7: The Blues Brothers
Featuring what must surely be the first indoor car chase, The Blues Brothers is one long destruction derby interrupted by a few classic Stax tunes. The movie is distinguished also by some of the most comical in-car bickering in car chase history.

6: Ronin
Combining dauntless seat-of-the pants driving with an omniscient computer controller and some neat bazooka sunroof work, Ronin has one of the most admired movie car chases of the modern era. It manages to incorporate genuinely high speeds unadulterated by camera trickery, some classic market stall destruction and a devil-may-care approach to roadworks that is the envy of every British road user.
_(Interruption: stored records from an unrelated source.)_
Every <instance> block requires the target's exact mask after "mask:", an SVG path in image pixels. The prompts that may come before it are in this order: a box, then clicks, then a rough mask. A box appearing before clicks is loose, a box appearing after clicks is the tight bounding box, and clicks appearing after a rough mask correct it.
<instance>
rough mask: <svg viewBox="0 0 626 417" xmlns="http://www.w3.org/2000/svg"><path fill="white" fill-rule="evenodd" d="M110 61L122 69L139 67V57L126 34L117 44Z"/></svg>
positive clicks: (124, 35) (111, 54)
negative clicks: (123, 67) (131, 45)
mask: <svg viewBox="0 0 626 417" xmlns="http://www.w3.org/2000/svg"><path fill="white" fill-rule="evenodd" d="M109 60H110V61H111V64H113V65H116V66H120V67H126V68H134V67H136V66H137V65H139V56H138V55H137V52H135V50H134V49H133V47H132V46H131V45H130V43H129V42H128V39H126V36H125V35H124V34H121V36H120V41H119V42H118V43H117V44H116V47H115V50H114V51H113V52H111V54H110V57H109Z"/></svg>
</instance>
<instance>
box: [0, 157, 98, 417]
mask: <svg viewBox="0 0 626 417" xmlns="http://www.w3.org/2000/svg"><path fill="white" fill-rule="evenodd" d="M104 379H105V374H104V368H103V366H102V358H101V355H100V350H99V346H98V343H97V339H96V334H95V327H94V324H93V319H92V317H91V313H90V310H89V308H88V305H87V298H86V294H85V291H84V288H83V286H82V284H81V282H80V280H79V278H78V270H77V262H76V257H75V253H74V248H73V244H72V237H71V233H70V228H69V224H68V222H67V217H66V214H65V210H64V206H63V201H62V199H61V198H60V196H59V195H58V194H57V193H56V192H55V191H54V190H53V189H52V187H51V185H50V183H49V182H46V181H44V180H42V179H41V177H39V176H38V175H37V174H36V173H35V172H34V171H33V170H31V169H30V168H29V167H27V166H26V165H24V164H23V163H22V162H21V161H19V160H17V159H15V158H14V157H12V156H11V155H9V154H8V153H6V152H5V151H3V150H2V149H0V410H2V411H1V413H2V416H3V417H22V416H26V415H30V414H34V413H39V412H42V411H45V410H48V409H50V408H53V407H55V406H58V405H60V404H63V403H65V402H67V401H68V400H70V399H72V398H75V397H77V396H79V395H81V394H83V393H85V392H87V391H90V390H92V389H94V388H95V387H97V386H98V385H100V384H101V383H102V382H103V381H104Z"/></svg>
5: Mad Max 2: The Road Warrior
Mad Max was a hugely influential movie, spawning an entire post-apocalyptic aesthetic that still crops up in movies, pop videos and fetish clubs today. The climactic chase – where a motley army of biker crazies pursue Max across the featureless Australian desert in order to obtain some of the last petrol left on Earth – is indisputably one of the great set pieces of action cinema.

4: The Bourne Identity
Not just the most deadly assassin ever to have been trained by America’s espionage agencies, Jason Bourne is also that car-crazy country’s most skilled defensive (and occasionally offensive) driver. The Bourne series features more than one breathtaking ‘passenger’s eye view’ race though busy city traffic, but the amnesiac killing machine’s deliciously irresponsible employment of a Mini Cooper in The Bourne Identity is probably his most memorable.

3: The French Connection
A career-defining role for Gene Hackman who might otherwise be remembered as the comedy villain in the Superman movies, The French Connection improved on its true life source material with the addition of a high speed car-versus-train chase though the streets of Brooklyn. Combining big studio production values with guerilla film-making sensibilities (at least one of the car crashes filmed was a genuine accident) The French Connection is a true one-off.

2: The Italian Job
The Italian Job is a catalogue of everything that is great about Britain, from Noël Coward and gay gangsters to Benny Hill and CCTV. The centerpiece of the film is the exuberantly silly pursuit out of Turin, featuring plucky British Minis demonstrating their essential superiority over laughable Italian cars. The car chase might traditionally be seen as an American innovation, but Michael Caine shows the Yanks that when we want to drive like maniacs though a sewer system, we can.

1: Bullitt
Undeniably the ultimate car chase. Bullitt got everything right: It had Lalo Schifrin’s score, by turns haunting, cool, and heat-pumping. It had an inspired choice of location, which allowed suspension-punishing jumps as well as tight cornering and raw speed. Most of all though, it had Steve McQueen, quite evidently driving the car in even the most dangerous shots and projecting an icy determination to get the job done, no matter how many Kwik-Fit Fitters would have to pick up the pieces afterwards.